Impl test report #540

gregsdennis · 2022-01-08T21:42:38Z

Based on a conversation with @karenetheridge in Slack, this is the first step toward building an implementation comparison/support site.

The scripts in this PR will run a given implementation against the entire test suite and generate a report. This report can be used to generate site content.

Still have some work to do:

automatically run on commit to master (GitHub Actions, probably)
run optional tests

…scripts

Julian · 2022-01-08T21:52:18Z

Woohoo! This will be awesome. Will have a look tomorrow or so, but thanks this is a big deal.

karenetheridge · 2022-01-09T00:25:12Z

report/README.md

+
+To add your implementation, you'll need to start by creating a CLI application that takes the following parameters:
+
+- `--schema <PATH#POINTER>` - The relative URI to the schema, e.g. `../tests/draft2019-09/additionalItems.json#/0/schema`.


The implication here is that the instance and schema are expected to be files in JSON format. Are any other encoding formats allowed or expected to be supported? (e.g. YAML?) Must these be files on the local filesystem, or are network-reachable URIs possibly going to be used as well?

e.g. is this legal? --schema https://json-schema.org/draft/2020-12/schema

These URIs point directly to the file and schema/instance inside of it. The docker-compose is copying the test suite as it exists in this repo directly into the container. Your CLI will need to find the file, open it, and navigate to the location indicated by the pointer fragment. The resulting JSON data will be the schema or instance as appropriate.

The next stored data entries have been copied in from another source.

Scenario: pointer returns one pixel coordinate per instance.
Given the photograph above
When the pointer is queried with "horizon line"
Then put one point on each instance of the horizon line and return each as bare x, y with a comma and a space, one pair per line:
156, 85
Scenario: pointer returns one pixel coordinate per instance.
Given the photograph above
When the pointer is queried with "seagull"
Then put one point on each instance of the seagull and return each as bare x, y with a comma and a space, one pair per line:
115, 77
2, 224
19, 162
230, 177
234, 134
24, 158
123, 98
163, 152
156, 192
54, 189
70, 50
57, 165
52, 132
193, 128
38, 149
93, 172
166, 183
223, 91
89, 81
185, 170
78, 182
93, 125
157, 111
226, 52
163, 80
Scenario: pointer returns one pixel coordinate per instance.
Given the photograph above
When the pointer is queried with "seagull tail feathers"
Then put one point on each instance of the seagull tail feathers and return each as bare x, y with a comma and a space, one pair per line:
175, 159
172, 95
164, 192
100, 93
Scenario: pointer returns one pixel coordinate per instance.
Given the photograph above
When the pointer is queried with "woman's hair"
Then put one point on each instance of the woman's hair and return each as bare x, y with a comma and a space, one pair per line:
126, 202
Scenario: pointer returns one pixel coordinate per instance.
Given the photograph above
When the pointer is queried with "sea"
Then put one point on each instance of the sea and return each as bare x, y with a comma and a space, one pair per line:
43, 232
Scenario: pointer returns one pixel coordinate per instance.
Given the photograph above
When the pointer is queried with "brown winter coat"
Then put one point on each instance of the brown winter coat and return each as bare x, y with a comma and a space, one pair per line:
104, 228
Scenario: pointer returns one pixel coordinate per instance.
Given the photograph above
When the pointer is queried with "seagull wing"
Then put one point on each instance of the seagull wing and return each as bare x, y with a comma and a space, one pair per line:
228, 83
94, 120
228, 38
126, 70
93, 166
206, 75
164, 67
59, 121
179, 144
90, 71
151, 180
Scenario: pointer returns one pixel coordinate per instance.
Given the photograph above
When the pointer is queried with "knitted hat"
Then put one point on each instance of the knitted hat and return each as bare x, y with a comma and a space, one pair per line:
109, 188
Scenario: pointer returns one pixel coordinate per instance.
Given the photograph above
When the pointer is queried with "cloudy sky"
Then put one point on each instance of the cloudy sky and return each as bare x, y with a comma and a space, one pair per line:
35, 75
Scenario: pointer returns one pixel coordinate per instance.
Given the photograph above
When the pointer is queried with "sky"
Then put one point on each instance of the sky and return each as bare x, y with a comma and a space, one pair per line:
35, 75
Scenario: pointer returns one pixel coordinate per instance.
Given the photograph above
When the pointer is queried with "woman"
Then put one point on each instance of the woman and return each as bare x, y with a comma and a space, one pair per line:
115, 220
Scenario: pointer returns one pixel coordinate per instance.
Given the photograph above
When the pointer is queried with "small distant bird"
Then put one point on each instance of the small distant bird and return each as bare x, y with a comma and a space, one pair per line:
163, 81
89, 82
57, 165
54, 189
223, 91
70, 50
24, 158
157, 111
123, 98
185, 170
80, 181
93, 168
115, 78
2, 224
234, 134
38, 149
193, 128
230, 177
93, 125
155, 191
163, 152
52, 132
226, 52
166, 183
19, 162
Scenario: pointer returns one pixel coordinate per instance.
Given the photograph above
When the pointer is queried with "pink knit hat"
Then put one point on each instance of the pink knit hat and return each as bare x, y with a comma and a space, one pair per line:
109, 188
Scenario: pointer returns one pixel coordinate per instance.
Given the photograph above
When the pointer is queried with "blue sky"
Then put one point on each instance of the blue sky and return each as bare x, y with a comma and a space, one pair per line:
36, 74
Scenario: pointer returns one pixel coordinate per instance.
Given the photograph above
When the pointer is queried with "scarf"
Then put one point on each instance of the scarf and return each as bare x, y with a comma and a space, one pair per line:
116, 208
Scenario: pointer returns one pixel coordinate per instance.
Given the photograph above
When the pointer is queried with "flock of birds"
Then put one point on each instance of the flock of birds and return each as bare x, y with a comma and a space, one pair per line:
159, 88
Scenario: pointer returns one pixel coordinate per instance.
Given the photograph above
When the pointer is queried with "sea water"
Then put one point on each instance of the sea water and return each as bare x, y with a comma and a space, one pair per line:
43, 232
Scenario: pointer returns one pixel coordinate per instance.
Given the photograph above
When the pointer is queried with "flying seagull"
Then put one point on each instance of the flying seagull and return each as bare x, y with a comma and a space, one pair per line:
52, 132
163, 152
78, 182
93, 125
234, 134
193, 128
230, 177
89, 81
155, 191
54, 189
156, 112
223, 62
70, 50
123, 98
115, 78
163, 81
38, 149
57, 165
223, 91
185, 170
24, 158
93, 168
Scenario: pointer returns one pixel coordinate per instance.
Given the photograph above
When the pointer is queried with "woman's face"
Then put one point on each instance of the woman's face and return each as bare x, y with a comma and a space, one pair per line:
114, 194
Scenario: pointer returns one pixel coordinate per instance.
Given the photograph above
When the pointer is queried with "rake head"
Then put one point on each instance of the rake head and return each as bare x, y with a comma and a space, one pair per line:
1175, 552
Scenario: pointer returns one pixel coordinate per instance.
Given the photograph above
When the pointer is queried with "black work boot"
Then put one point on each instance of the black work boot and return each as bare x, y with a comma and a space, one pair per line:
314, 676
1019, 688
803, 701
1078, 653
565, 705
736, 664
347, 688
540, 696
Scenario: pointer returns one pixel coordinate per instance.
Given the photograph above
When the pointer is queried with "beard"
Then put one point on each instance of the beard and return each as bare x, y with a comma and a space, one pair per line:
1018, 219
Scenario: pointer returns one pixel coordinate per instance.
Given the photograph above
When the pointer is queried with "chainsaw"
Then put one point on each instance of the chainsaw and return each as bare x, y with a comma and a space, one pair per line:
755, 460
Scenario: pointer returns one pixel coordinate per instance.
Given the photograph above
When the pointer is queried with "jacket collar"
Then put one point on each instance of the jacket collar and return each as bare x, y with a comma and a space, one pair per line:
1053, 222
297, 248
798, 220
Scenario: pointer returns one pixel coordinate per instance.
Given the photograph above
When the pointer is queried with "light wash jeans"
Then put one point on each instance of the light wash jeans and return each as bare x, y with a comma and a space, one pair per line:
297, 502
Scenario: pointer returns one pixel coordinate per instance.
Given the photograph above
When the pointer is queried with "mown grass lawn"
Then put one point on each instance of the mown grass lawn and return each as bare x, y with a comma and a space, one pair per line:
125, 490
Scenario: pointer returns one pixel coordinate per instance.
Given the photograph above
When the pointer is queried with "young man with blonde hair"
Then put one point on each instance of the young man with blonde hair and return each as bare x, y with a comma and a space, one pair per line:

e.g. is this legal? --schema https://json-schema.org/draft/2020-12/schema

I expect that could be accepted by your CLI, but the test suite won't submit that. It'll only submit schemas that exist in the test suite.

These URIs point directly to the file and schema/instance inside of it. The docker-compose is copying the test suite as it exists in this repo directly into the container. Your CLI will need to find the file, open it, and navigate to the location indicated by the pointer fragment.

Great, please add that to the README.

I had intended to add a "how it works" section that would include this.

karenetheridge · 2022-01-09T00:33:33Z

What do you think about my idea of passing the data and schemas to the implementation directly via STDIN? This may make it easier for you to generate randomized tests on the fly (and prevent the consuming implementation from potentially cheating, which it can do if it is allowed to see the entire file that the data comes from and therefore see what the correct valid/invalid response should be).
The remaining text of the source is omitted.